Pfarrer Jan Peter Hanstein und Dekan Stefan Alexander zum Reformationsjubiläum

Wenn Luther heute leben würde

Dieses Bild des Reformators Martin Luther findet sich in der Schönberger Jakobuskirche. Seit über 1000 Jahren schon gibt es in dem Ort eine Kirche. Bischof Gundekar II. von Eichstätt nahm um 1062 eine Kirchenweihe vor. Mit der Einführung der Reformation in der Markgrafschaft wurde Schönberg 1528 evangelisch. Die heutige Schönberger Kirche ist allerdings viel jünger. Auf der Fläche der abgerissenen Burg entstand 1901 die heimatlich-neugotische Jakobus-Kirche, entworfen von German Johann Bestelmeyer. | Foto: Privat2017/10/bdt-martin-luther-jakobuskirche-schonberg.jpg

LAUF — Heute vor 500 Jahren hat Martin Luther seine 95 Thesen an die Kirchentür von Wittenberg genagelt und damit die evangelische Kirche begründet. Zum großen Reformationsjubiläum betrachtet der Laufer Stadtpfarrer Jan-Peter Hanstein für die Pegnitz-Zeitung den Reforma­tor unter zwei Aspekten: 1. Was würde Luther heute tun“ und 2. „Würde Luther etwas anders machen? Aus der Sicht eines katholischen Pfarrers betrachtet Dekan Stefan Alexander von St. Otto in Lauf den Reformator Martin Luther für die Pegnitz-Zeitung.

1. Wenn Luther heute leben würde, was würde er tun?
„Am meisten staunen würde Luther über unsere Demokratie und die Jahrzehnte des Friedens und Wohlstands eines geeinten Deutschlands mitten in Europa.
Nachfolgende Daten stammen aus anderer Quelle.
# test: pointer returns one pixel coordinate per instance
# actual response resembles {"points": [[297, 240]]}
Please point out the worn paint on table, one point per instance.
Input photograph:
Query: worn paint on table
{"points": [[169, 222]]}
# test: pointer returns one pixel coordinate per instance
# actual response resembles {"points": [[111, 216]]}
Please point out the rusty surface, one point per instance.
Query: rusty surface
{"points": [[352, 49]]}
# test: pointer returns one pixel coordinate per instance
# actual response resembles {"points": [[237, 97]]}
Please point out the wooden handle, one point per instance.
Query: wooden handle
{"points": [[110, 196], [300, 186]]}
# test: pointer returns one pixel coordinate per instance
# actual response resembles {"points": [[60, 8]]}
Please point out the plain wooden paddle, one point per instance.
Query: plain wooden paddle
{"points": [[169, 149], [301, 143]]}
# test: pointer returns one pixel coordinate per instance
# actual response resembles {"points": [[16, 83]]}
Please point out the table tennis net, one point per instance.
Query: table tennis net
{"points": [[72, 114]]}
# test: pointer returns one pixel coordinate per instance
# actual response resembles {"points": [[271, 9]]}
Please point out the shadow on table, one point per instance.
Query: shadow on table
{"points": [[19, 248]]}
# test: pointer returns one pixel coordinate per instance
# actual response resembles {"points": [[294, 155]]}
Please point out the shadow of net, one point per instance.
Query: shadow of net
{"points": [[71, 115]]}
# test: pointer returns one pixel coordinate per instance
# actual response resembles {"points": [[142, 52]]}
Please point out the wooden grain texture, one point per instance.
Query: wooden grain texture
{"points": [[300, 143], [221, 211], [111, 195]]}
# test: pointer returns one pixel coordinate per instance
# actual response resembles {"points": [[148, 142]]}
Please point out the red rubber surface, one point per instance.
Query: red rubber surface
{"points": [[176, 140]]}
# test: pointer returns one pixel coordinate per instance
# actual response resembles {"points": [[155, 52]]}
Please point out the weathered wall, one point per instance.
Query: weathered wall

Davon konnte er in seiner Zeit der Fehden und Warlords von Kleinststaaten nicht einmal träumen.

Jan Peter Hanstein. | Foto: PZ-Archiv2017/10/Jan-Peter-Hanstein-Pfr-Lauf.jpg

Als erstes würde er sich mit Paulus (1. Kor 3,4-5) gegen die Bezeichnung unserer Kirche als „lutherisch“ wenden. Er wollte nur das Evangelium verkünden, nicht sich selbst. Viele Kirchen im Ausland nennen sich deshalb „Evangelische Kirche CA“, das ist die Kirche augsburgischen Bekenntnisses von 1530. Deshalb feiern wir auch kein Lutherjahr, sondern das „Reformationsjubiläum“.

Aber wir brauchen anscheinend Identitätsfiguren. An dem Menschen Luther sich zu orientieren ist aber auch eine große Schwäche und Begrenzung im Vergleich zu seiner Botschaft.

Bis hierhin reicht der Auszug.